A los diez años, el abuelo me dio permiso para colocar los artículos en el carretón antes de irme a la escuela. Las patatas delante, las verduras en medio, y las frutas detrás: ésa era su regla de oro.

– Nunca les dejes tocar la fruta hasta que hayan pagado -acostumbraba a decir-. Es difícil aplastar una patata, pero más difícil es vender un racimo de uva que ha sido manoseado varias veces.

A los once años ya cogía el dinero de los clientes antes de entregarles el cambio. Fue entonces cuando aprendí el truco de la palma.
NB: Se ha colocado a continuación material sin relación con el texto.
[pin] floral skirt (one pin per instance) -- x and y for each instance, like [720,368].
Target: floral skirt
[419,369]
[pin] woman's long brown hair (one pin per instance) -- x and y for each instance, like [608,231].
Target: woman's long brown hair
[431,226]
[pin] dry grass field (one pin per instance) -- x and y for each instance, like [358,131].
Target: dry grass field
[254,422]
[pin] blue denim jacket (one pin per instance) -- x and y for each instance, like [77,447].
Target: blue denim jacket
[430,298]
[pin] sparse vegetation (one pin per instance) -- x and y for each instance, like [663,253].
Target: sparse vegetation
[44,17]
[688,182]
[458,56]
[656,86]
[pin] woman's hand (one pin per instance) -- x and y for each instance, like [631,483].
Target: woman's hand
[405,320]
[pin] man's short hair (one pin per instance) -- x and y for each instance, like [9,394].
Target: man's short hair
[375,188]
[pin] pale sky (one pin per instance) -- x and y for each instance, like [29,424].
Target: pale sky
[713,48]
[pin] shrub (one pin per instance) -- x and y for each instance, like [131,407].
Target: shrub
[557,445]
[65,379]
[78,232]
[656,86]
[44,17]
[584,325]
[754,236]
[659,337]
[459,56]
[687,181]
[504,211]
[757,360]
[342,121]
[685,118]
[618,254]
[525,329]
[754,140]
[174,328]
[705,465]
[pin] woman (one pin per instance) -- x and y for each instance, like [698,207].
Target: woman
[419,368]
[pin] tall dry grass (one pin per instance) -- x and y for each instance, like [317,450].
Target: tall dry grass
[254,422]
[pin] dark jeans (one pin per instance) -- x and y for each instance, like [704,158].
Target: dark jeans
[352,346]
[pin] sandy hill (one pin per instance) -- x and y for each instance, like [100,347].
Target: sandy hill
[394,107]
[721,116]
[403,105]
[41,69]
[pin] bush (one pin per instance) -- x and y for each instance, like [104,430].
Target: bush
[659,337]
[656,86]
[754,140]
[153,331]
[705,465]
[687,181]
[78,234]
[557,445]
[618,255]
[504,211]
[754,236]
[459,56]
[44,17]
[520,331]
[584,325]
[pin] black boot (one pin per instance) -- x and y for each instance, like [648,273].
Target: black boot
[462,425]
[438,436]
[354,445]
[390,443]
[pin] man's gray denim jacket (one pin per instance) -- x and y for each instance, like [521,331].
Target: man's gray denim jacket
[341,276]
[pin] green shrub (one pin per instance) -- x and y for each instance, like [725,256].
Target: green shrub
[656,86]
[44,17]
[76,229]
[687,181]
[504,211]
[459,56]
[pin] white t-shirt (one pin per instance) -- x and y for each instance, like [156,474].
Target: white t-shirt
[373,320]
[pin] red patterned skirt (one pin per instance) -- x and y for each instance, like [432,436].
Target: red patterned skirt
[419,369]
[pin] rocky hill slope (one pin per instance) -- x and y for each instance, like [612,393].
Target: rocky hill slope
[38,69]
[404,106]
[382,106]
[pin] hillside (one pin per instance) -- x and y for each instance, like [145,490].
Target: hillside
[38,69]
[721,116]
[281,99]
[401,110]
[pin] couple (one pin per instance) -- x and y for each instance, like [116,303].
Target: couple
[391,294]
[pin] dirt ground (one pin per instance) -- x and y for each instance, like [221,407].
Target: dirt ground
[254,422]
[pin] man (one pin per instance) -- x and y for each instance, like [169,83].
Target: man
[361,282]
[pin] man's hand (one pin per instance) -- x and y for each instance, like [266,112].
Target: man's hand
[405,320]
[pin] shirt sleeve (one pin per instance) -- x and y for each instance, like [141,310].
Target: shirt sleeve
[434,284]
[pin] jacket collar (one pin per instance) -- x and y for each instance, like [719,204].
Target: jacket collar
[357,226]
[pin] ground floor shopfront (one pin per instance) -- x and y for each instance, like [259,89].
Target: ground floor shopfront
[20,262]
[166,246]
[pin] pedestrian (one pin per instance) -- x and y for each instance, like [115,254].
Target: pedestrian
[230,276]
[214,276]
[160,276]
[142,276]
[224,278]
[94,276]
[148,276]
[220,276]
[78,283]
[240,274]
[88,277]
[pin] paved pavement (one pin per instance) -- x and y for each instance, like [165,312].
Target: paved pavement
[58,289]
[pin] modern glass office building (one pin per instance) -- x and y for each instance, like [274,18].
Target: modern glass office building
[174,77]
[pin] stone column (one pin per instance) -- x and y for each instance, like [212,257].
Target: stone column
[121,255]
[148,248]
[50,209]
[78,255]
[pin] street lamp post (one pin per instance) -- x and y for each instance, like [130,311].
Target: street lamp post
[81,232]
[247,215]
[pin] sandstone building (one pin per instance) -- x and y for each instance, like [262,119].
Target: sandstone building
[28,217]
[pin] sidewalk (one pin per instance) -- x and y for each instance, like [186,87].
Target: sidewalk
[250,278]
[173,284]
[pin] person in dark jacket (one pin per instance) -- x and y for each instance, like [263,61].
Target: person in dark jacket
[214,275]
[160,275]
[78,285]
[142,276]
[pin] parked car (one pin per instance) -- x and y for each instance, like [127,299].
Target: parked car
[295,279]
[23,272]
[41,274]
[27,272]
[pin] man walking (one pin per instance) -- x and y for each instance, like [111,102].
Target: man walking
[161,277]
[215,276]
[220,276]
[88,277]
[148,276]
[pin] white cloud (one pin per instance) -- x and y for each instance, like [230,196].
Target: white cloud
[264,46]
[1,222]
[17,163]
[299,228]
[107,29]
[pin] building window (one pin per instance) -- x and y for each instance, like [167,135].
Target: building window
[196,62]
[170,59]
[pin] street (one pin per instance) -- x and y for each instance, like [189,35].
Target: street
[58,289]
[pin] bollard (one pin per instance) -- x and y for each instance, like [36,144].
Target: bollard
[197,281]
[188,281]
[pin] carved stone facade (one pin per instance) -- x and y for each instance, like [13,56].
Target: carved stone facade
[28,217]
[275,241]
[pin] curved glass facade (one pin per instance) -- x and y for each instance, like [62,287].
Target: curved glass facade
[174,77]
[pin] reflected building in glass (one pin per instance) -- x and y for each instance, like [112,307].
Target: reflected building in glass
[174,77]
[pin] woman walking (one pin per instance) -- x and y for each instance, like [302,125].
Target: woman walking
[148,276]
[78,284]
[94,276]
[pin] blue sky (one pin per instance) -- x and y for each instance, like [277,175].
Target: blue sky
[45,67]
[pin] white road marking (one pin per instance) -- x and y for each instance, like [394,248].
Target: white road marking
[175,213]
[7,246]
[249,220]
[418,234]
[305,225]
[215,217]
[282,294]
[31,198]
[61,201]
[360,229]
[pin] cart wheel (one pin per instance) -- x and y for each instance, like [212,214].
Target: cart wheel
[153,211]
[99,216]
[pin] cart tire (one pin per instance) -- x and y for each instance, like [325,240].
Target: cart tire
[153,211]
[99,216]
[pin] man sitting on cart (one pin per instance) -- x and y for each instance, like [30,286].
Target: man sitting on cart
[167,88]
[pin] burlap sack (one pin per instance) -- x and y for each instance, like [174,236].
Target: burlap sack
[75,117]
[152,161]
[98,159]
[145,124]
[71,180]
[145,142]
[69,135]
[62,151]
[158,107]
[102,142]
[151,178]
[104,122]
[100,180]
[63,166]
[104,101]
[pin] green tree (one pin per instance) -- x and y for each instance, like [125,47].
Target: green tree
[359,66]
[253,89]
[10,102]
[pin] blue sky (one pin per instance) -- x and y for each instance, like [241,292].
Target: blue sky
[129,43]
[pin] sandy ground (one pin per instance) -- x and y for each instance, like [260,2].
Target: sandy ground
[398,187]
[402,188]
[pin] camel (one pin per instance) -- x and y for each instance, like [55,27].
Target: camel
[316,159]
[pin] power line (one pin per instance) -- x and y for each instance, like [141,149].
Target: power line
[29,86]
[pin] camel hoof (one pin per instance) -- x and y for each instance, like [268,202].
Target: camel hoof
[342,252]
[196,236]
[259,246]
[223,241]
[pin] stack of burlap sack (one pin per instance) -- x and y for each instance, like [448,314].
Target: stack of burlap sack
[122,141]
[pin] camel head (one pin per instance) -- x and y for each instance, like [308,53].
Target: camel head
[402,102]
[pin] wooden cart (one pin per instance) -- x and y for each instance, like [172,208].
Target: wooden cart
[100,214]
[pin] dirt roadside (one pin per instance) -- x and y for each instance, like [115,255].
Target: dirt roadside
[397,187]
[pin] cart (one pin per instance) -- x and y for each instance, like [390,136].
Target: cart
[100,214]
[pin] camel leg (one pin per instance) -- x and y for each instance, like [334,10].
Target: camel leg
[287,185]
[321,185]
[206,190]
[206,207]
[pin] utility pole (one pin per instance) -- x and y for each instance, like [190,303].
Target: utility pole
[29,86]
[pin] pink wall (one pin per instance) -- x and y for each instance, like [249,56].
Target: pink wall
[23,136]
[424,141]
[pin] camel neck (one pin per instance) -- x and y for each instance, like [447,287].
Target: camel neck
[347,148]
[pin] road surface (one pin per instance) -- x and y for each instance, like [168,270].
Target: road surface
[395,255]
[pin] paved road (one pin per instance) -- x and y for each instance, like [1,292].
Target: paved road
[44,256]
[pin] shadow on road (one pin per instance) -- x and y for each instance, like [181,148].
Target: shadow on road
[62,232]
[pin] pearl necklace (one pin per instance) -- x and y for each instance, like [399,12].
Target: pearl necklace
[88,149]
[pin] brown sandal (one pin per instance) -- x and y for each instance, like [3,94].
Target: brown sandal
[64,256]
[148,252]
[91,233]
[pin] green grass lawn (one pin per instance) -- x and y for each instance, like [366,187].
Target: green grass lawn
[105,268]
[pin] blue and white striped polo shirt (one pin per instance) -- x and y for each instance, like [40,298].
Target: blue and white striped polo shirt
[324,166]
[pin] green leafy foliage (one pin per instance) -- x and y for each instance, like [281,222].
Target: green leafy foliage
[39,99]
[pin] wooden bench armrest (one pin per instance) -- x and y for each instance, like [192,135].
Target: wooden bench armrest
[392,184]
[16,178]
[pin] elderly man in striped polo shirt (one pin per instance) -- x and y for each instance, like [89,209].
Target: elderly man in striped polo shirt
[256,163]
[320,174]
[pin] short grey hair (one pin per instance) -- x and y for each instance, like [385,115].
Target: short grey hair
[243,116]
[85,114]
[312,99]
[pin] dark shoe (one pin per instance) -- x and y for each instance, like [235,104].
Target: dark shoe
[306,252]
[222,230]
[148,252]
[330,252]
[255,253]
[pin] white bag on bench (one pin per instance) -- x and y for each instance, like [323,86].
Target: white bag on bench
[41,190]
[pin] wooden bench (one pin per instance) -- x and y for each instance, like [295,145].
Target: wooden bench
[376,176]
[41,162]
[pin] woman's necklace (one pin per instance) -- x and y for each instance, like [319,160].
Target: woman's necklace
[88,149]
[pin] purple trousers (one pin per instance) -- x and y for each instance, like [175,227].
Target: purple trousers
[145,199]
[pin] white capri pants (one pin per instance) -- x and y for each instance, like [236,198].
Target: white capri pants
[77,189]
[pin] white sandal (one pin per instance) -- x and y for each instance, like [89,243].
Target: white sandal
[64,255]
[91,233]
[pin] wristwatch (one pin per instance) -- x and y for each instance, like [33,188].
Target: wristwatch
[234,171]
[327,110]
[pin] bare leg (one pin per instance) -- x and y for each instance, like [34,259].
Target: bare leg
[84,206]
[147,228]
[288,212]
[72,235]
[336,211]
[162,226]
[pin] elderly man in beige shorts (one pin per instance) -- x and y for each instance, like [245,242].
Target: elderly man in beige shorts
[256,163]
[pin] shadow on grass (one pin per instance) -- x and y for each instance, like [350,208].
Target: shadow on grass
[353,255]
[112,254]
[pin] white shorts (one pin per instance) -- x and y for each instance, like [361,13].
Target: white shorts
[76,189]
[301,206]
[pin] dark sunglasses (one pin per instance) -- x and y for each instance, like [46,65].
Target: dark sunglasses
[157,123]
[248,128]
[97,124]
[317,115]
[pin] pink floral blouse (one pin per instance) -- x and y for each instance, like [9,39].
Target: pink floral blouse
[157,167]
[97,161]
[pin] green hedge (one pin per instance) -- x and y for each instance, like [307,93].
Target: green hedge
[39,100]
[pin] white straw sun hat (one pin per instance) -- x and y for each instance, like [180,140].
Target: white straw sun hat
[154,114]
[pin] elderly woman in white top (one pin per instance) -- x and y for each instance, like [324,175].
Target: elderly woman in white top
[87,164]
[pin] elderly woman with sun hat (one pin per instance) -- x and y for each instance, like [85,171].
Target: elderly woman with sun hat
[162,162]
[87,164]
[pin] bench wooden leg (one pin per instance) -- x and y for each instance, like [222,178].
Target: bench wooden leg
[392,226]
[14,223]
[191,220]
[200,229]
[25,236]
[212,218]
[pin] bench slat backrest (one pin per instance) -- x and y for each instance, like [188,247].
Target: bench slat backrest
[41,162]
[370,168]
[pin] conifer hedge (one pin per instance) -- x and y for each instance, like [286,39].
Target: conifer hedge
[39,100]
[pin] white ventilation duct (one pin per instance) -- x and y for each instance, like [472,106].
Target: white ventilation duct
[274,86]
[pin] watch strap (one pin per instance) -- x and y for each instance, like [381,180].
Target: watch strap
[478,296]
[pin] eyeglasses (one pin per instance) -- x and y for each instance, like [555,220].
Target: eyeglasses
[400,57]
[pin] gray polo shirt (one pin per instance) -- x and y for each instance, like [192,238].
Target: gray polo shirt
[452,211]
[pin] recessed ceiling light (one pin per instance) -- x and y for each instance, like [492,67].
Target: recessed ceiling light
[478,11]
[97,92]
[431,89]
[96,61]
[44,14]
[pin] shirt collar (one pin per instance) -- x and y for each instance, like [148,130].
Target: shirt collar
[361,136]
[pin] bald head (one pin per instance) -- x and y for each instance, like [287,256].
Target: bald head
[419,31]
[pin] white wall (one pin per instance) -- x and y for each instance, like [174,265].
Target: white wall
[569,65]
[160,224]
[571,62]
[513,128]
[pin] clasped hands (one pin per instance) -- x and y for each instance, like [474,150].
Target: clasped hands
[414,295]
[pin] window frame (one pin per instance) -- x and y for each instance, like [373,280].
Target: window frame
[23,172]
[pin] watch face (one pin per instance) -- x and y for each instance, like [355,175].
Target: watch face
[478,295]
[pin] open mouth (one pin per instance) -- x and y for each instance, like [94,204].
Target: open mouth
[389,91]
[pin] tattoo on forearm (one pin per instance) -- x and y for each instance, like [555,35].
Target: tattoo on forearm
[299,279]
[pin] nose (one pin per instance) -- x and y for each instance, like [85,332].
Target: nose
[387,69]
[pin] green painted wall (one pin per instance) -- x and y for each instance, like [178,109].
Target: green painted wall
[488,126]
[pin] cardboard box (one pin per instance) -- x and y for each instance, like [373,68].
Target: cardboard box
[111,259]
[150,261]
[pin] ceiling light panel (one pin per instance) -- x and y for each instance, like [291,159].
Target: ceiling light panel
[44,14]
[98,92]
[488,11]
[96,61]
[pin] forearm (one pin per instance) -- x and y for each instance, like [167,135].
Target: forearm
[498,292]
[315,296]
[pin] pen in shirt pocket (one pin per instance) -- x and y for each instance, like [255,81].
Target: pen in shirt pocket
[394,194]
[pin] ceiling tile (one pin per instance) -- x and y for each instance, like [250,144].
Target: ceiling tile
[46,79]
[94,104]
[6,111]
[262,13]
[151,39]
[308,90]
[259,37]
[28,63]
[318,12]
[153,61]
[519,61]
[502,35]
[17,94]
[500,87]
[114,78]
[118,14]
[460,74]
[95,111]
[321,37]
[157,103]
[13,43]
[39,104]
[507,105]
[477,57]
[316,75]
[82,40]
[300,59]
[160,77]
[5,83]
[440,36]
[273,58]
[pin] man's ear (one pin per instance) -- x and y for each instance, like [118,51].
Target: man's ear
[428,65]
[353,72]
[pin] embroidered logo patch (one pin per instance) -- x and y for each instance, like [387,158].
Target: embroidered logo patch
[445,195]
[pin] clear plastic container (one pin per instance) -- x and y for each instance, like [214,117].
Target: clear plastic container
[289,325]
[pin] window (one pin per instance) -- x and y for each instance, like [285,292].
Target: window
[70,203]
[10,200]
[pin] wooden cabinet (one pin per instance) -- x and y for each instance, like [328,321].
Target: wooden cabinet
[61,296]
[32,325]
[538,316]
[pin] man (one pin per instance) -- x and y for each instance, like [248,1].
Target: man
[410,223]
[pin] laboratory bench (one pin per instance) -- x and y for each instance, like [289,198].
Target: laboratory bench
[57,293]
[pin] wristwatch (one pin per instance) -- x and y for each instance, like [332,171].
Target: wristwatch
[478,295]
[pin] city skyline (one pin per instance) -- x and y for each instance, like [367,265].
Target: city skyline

En ocasiones, después de devolverle el cambio, el cliente abría la palma de la mano y yo descubría que una de las monedas que le había entregado se había esfumado como por arte de magia, viéndome obligado a devolverle algo de calderilla.

Eché a perder una buena parte de nuestros beneficios semanales, hasta que el abuelo me enseñó a decir: «Su cambio de dos peniques, señora Smith», alzando en alto las monedas antes de entregarlas para que todo el mundo las viera.

A los doce años aprendí a regatear con los proveedores de Covent Garden, sin alterar para nada la expresión del rostro, vendiendo posteriormente el mismo producto a los clientes de Whitechapel con una sonrisa de oreja a oreja. También descubrí que el abuelo solía cambiar de proveedores cada dos por tres, «sólo para asegurarme de que nadie me toma el pelo».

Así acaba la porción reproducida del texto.